La fotografía no decía mucho del hombre. No era una cara muy reveladora, pero, sin embargo, sí que era extraordinaria. Müller tenía un cráneo cuadrado, una frente alta y unos labios finos y tensos. Pero eran los ojos lo que te atrapaba, incluso en una foto como aquella. Los ojos de Müller eran como los de un muñeco de nieve; dos trozos de carbón negro y helado.

– Aquí tienes otra -dijo Belinsky-. Que se sepa, son las dos únicas fotos suyas que existen.

La segunda era una foto de grupo. Había cinco hombres sentados en torno a una mesa de roble como si hubieran estado cenando en un agradable restaurante. Reconocí a tres de ellos. A la cabecera de la mesa estaba Heinrich Himmler, jugueteando con su lápiz y sonriendo a Arthur Nebe, que estaba a su derecha. Arthur Nebe, mi viejo camarada, como hubiera dicho Belinsky.

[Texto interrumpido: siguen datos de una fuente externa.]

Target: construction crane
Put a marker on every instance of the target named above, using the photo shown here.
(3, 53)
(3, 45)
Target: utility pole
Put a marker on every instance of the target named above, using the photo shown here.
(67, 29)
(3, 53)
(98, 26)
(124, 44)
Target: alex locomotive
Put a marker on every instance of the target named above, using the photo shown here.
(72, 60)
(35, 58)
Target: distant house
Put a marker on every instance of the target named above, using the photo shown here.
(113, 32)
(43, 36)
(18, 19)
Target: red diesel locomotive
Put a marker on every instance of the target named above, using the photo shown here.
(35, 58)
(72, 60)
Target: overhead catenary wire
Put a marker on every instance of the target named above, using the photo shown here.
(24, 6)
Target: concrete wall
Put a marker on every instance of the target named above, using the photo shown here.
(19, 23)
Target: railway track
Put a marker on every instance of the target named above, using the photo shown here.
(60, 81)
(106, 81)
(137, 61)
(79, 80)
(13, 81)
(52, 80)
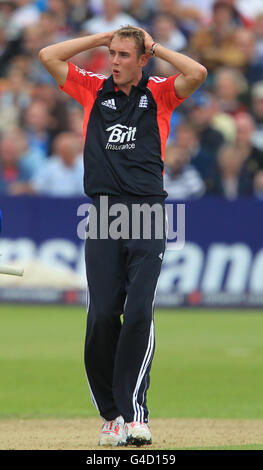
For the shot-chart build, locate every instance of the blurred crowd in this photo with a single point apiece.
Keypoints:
(215, 146)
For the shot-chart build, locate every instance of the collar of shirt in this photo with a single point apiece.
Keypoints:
(110, 87)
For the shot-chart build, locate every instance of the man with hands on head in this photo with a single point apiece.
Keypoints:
(126, 125)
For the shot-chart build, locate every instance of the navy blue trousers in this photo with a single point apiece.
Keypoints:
(122, 278)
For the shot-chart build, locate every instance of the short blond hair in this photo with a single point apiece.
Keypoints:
(132, 32)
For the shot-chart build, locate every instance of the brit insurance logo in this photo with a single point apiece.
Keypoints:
(121, 137)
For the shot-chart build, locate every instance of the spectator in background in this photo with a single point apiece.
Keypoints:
(202, 111)
(8, 45)
(59, 8)
(246, 44)
(215, 45)
(63, 173)
(258, 185)
(187, 139)
(249, 9)
(26, 14)
(229, 87)
(12, 168)
(140, 10)
(50, 24)
(32, 160)
(112, 18)
(167, 33)
(33, 40)
(258, 32)
(14, 99)
(230, 179)
(251, 156)
(38, 124)
(181, 179)
(257, 110)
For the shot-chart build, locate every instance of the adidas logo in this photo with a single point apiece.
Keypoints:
(109, 103)
(143, 102)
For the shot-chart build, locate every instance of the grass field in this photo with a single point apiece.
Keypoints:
(206, 365)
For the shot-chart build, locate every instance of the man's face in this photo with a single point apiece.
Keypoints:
(124, 61)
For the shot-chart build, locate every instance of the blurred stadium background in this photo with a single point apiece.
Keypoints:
(213, 164)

A la izquierda de Himmler, y visiblemente pendiente de cada una de las palabras del Reichsführer SS, estaba Reinhard Heydrich, el jefe de la RSHA, asesinado por terroristas checos en 1942.

– ¿Cuándo se tomó esta foto? -pregunté.

– En noviembre de 1939. -Belinsky se inclinó y señaló a uno de los otros dos hombres de la foto con la boquilla de la pipa-. Este de aquí es Müller -dijo-, el que está sentado al lado de Heydrich.

La mano de Müller se había movido en el mismo instante en que el objetivo de la cámara se abría y se cerraba; estaba borrosa como si tapara el papel que había encima de la mesa, pero incluso así el anillo de boda era visible con toda claridad. Tenía la mirada baja, casi como si no escuchara a Himmler. En comparación con Heydrich, la cabeza de Müller era pequeña. Llevaba el pelo cortado muy corto, afeitado incluso hasta la parte superior del cráneo, donde lo había dejado crecer un poco en una zona pequeña y muy bien cuidada.

– ¿Quién es el que está sentado frente a Müller?

– ¿El que toma notas? Es Franz Josef Huber. Era el jefe de la Gestapo en Viena. Puedes quedarte las dos si quieres. Son solo copias.

– Todavía no he aceptado ayudarte.

– Pero lo harás. Tienes que hacerlo.

– En este mismo momento tendría que decirte que te den por culo, Belinsky. ¿Sabes?, yo soy como un piano viejo, no me gusta que me manipulen. Pero estoy cansado. Y he bebido demasiado. Puede que mañana pueda pensar con un poco más de claridad.

Abrí la puerta del coche y bajé de nuevo.

Belinsky tenía razón: la carrocería del gran Mercedes negro estaba llena de abolladuras.